# Why is it......



## mighTy Tee (Jul 10, 2002)

......nearly every time I have logged on today, there is a batch of new spam posts from some severely retarded sheep lover (no swearing :roll: ) who has just become the latest member of the TTF?

Surely the management can do something to stop these beastiality perverts from filling the forum with all this spam?


----------



## kmpowell (May 6, 2002)

mighTy Tee said:


> Surely the management can do something to stop these beastiality perverts from filling the forum with all this spam?


Spammers are fully automated 'bots' that crawl the web looking for highly Google ranked websites. Once found they post their links so that they can take advantage of the TTF's good quality Google score.

What you see is only a smidgen of what gets automated each day.

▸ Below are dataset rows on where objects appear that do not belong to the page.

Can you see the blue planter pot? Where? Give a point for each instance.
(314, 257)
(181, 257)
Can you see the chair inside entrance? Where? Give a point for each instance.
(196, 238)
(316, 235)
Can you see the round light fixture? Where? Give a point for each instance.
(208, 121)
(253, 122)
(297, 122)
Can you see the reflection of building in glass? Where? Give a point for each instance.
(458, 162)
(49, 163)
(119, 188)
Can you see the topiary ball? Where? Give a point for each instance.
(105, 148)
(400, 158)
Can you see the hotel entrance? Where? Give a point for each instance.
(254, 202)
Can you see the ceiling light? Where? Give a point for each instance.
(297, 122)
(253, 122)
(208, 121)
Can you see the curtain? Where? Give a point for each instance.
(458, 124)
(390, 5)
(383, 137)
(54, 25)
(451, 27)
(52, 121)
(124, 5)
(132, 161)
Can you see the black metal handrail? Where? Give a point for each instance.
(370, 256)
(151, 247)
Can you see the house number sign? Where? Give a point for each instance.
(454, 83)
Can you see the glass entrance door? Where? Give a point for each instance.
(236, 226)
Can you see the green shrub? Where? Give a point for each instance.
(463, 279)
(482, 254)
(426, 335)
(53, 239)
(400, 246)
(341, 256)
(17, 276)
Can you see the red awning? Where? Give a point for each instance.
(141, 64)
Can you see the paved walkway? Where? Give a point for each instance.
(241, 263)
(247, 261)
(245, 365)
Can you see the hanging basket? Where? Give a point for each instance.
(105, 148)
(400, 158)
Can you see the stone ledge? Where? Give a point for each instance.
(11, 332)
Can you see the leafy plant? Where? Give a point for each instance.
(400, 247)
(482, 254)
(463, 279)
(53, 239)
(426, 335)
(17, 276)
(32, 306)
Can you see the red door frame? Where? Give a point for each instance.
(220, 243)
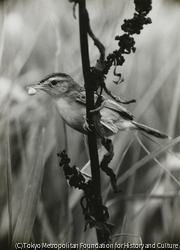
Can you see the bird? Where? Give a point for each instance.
(70, 101)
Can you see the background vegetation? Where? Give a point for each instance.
(41, 37)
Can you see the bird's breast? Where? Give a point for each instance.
(72, 112)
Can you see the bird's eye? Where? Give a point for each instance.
(53, 82)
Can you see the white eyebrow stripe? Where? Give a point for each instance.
(57, 78)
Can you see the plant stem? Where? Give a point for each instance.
(95, 170)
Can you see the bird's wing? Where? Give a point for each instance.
(109, 104)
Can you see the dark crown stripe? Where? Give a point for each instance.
(53, 75)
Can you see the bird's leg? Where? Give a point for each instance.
(86, 125)
(99, 108)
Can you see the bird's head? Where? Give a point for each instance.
(57, 85)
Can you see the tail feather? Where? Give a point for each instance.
(150, 131)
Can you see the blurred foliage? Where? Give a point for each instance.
(39, 37)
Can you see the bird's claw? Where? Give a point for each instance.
(99, 108)
(86, 125)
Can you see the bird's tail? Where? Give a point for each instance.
(150, 131)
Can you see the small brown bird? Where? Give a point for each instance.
(70, 101)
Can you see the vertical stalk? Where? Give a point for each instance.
(95, 170)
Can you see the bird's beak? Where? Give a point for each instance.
(39, 85)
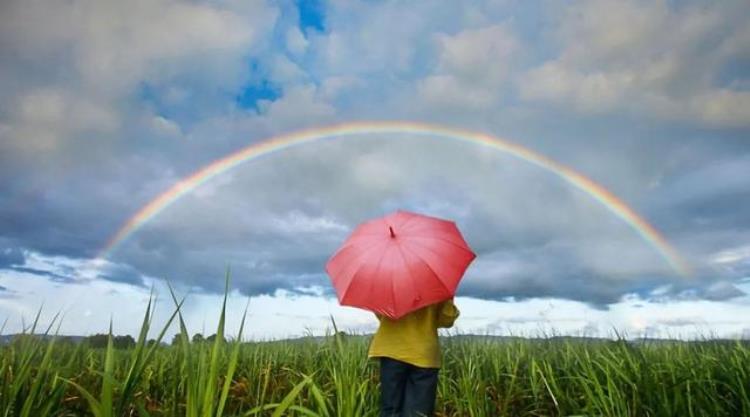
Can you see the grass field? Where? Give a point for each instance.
(332, 377)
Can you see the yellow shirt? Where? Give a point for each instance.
(413, 338)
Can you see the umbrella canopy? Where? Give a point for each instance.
(399, 263)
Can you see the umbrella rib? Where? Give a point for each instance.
(366, 251)
(408, 272)
(440, 279)
(443, 240)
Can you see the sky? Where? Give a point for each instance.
(106, 105)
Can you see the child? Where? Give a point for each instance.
(410, 359)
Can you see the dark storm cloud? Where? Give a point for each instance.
(83, 147)
(11, 257)
(44, 273)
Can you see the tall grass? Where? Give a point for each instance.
(331, 376)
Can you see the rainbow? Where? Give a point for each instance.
(281, 142)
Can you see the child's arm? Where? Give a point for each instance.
(447, 314)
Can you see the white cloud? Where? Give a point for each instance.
(617, 55)
(472, 67)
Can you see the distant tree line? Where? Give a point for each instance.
(197, 338)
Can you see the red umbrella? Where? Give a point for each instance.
(399, 263)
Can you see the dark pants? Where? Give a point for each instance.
(406, 390)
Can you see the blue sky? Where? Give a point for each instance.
(106, 106)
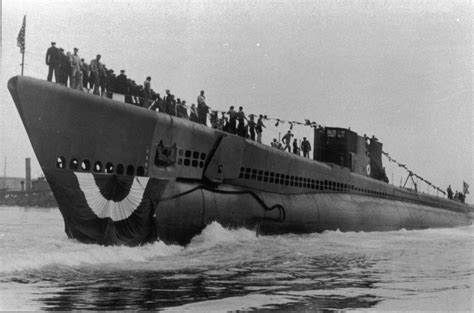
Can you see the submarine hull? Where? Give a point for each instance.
(125, 175)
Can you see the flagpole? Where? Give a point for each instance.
(20, 42)
(22, 61)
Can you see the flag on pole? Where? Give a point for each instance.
(465, 188)
(20, 40)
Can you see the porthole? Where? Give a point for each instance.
(85, 165)
(74, 164)
(109, 168)
(60, 162)
(119, 169)
(98, 167)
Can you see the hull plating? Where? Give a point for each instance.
(124, 175)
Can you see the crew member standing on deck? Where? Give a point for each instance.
(52, 60)
(241, 130)
(95, 68)
(259, 128)
(85, 75)
(450, 192)
(296, 150)
(252, 124)
(147, 91)
(121, 83)
(202, 108)
(76, 74)
(232, 120)
(306, 147)
(287, 140)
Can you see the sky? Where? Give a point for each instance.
(399, 70)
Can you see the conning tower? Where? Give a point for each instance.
(342, 146)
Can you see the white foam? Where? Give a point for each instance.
(71, 253)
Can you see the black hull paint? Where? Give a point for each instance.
(224, 178)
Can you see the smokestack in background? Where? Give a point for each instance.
(28, 173)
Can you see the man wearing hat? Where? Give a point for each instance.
(306, 147)
(76, 73)
(52, 60)
(121, 83)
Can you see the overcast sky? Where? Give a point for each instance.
(401, 70)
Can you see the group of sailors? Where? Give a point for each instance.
(458, 196)
(285, 144)
(71, 70)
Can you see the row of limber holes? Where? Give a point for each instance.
(98, 167)
(302, 182)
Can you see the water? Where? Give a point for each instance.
(226, 270)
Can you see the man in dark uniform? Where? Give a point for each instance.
(306, 147)
(296, 150)
(85, 74)
(147, 92)
(64, 67)
(121, 83)
(450, 192)
(52, 60)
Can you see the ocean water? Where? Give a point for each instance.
(228, 270)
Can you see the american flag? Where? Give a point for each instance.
(20, 40)
(465, 188)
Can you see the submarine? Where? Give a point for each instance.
(126, 175)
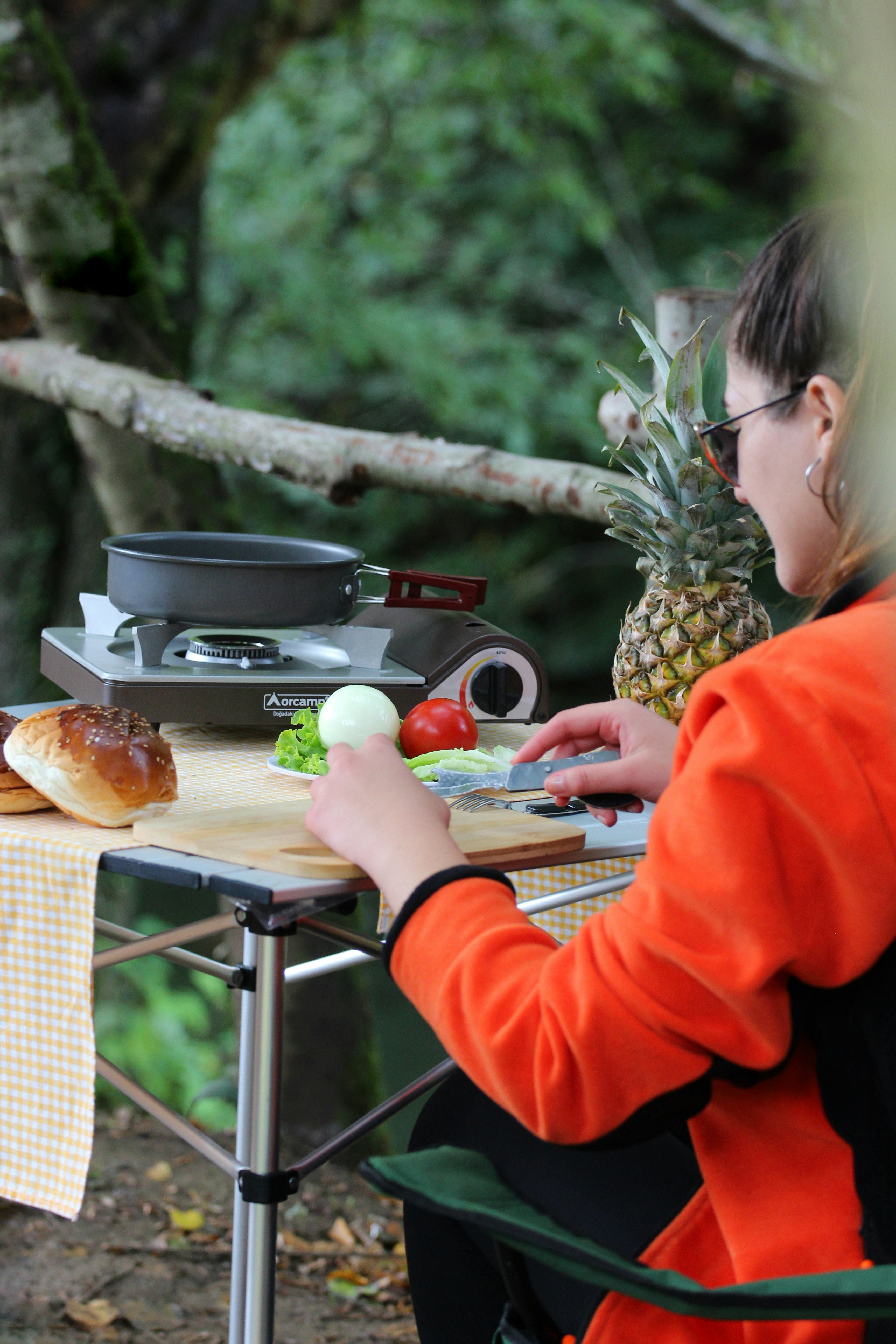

There are literally hundreds of accounts that get blocked on the TTF. Unfortunately some do slip through though, and we are powerless to stop them.

Please be assured that we do everything we can, and the mods work very hard to ensure we stay as spam free as possible.


----------



## jammyd (Oct 11, 2008)

And just a note to say with out you guy's we would only get half of the spam! please please please keep up the good work


----------



## mighTy Tee (Jul 10, 2002)

deleted


----------



## mighTy Tee (Jul 10, 2002)

Thanks guys for taking the time to explain.

That particular day way a bad day for spam on the forum, either the spammers are being blocked more efficiently or we were the "attack of the day"


----------